When I wrote The Future of the Internet—And How to Stop It, I made the case that the Internet is an extremely unusual technology. If you rewound history and played it back again, it’s much more likely that instead of an internet that anyone can join and build upon without any credentials or approvals, we’d have a more sedate and ordered set of tended corporate or municipal gardens, like the old CompuServes and AOLs.

The open internet was great, but the lack of gatekeeping invited disruption of settled interests (sharing music files was detested by the music industry) and introduced security risks to everyone.

  1. Let’s talk about legal liabilities for emerging tech. Social media companies like Meta and Twitter/X spent years arguing they were “neutral conduits for third-party information,” as opposed to traditional publishers. What was the basis for that stance? 

In the U.S., the platform companies’ argument was drawn from federal law dating to the 1990s—which said that most unlawful online content from, for example, posting on social media or commenting in web sites’ comment sections could only be held against the people who wrote them, rather than the platforms that sorted and amplified them to millions of people.

Today, when the major platforms are multi-billion-dollar businesses, that argument is harder to sustain.
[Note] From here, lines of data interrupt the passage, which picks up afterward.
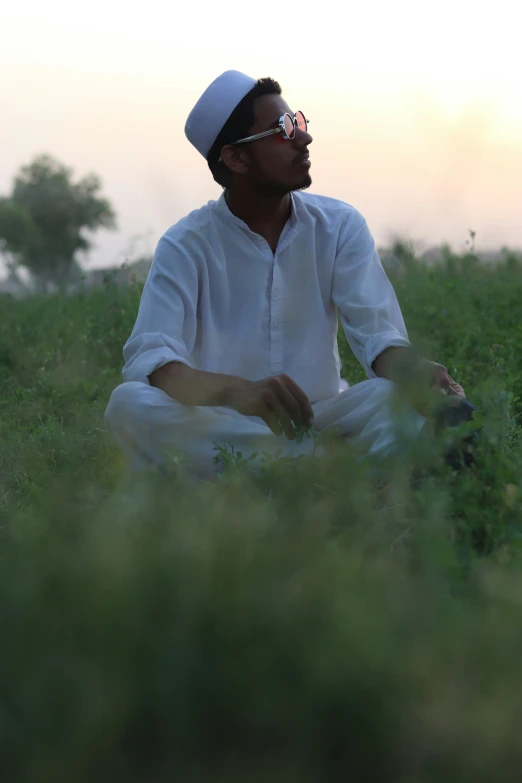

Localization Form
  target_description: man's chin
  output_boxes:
[292,174,312,190]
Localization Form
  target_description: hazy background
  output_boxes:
[0,0,522,276]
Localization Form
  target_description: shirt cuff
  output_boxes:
[122,346,196,386]
[362,332,412,378]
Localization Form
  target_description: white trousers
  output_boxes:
[105,378,425,477]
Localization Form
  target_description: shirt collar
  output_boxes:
[213,191,301,236]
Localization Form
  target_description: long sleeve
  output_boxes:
[123,236,198,383]
[332,210,410,378]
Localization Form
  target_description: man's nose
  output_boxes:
[295,128,314,147]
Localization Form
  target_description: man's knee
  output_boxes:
[104,381,150,432]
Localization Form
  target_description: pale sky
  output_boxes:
[0,0,522,268]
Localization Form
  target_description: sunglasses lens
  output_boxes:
[285,114,295,139]
[295,111,308,133]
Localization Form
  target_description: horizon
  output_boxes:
[0,0,522,278]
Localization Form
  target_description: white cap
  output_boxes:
[185,71,256,159]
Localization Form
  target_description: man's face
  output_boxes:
[236,95,312,193]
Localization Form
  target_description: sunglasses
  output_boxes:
[218,111,309,163]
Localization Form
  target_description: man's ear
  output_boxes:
[221,144,248,174]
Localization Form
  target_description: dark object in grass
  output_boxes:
[434,396,480,471]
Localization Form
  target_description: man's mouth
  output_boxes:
[294,152,312,166]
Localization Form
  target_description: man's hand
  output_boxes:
[423,359,466,397]
[225,374,314,440]
[373,346,466,416]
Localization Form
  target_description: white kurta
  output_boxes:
[106,192,422,472]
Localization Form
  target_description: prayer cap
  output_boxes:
[185,71,257,159]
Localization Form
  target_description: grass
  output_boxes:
[0,248,522,783]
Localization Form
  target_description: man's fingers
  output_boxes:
[270,398,295,440]
[448,378,466,397]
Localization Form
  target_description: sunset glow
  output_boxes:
[0,0,522,267]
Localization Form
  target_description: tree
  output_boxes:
[0,155,116,290]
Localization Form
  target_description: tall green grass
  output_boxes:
[0,255,522,783]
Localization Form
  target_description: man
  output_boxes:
[106,71,464,476]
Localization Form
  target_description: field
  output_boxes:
[0,253,522,783]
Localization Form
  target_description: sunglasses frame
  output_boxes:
[218,109,310,163]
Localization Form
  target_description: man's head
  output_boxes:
[185,72,312,195]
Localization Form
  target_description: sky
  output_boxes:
[0,0,522,276]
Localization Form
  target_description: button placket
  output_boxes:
[270,254,284,372]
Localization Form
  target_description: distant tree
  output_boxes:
[0,155,116,289]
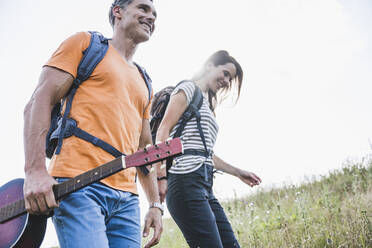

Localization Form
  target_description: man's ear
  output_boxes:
[112,6,123,20]
[205,62,215,71]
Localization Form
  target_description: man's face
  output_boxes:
[116,0,156,43]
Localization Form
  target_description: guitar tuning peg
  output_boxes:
[154,141,161,149]
[143,144,151,152]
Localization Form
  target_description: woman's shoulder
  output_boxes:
[171,80,196,104]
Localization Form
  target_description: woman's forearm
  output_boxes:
[213,155,240,176]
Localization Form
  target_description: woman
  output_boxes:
[154,51,261,248]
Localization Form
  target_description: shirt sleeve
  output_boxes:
[44,32,91,78]
[171,81,195,105]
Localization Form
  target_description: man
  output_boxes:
[24,0,162,248]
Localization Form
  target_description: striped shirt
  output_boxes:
[169,81,218,174]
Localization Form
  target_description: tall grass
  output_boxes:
[152,160,372,248]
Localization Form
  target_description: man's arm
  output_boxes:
[213,155,262,187]
[24,66,73,214]
[137,119,163,248]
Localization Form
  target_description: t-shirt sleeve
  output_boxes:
[171,81,195,105]
[44,32,91,78]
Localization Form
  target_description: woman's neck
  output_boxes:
[193,77,209,93]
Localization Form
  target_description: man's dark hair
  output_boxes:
[109,0,152,27]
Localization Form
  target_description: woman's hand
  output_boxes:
[237,170,262,187]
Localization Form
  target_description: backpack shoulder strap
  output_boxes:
[134,62,152,103]
[75,31,108,85]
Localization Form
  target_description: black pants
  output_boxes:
[167,165,240,248]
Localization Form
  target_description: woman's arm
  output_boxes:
[213,155,262,187]
[156,90,187,202]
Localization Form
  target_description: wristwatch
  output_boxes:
[150,202,164,215]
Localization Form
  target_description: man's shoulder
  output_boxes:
[66,31,91,43]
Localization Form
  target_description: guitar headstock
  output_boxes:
[124,138,183,168]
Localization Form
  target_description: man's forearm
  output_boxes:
[137,169,160,202]
[23,96,51,176]
[213,155,240,176]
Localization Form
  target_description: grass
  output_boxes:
[148,159,372,248]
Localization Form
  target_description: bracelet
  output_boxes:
[150,202,164,215]
[157,176,168,181]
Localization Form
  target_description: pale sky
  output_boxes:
[0,0,372,247]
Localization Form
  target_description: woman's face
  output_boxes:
[208,63,236,93]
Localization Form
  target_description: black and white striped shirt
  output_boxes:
[169,81,218,174]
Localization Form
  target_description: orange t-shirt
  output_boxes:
[46,32,150,194]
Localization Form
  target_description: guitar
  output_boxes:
[0,138,183,248]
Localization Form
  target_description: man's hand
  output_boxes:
[158,179,168,203]
[143,208,163,248]
[238,170,262,187]
[23,170,58,215]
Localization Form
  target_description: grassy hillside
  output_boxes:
[149,161,372,248]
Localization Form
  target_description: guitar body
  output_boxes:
[0,178,47,248]
[0,138,183,248]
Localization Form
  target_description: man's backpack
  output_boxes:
[45,32,152,174]
[150,81,211,171]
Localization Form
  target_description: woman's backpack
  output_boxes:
[150,81,211,171]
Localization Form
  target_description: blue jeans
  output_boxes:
[166,165,240,248]
[53,178,141,248]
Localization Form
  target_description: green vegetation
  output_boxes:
[151,160,372,248]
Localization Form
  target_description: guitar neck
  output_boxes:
[0,138,183,223]
[53,155,125,200]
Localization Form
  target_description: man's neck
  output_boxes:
[111,32,138,64]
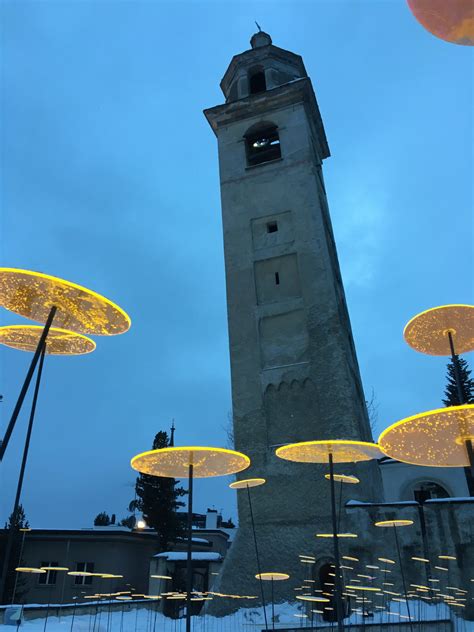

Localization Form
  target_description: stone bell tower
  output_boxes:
[205,32,382,610]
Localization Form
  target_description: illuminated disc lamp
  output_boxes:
[379,404,474,470]
[130,446,250,632]
[403,305,474,356]
[0,268,131,336]
[324,474,360,485]
[0,325,96,355]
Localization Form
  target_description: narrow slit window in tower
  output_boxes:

Platforms ought to be able to pay the costs of finding and limiting unlawful content, and to pay damages when they fail and people are harmed.

  1. AI companies seem to be making a version of the same argument. Does it hold any better the second time around? Or could an AI model maker be liable for whatever its model puts out?

It’s hard to say that AI companies [are producing] third-party content. It originates from the company, after all, especially when the companies are generally claiming that they’re not unduly appropriating others’ content when they scrape books and web pages to train the models, since the models transform the content enough for their outputs to be something new.

I think we’ll see LLM model makers saying—as the social media platforms did before them—that holding them responsible for everything models produce will mean they just can’t run the models cost-effectively anymore, and that society benefits from AI models (even when the outputs can be put to bad or unlawful use).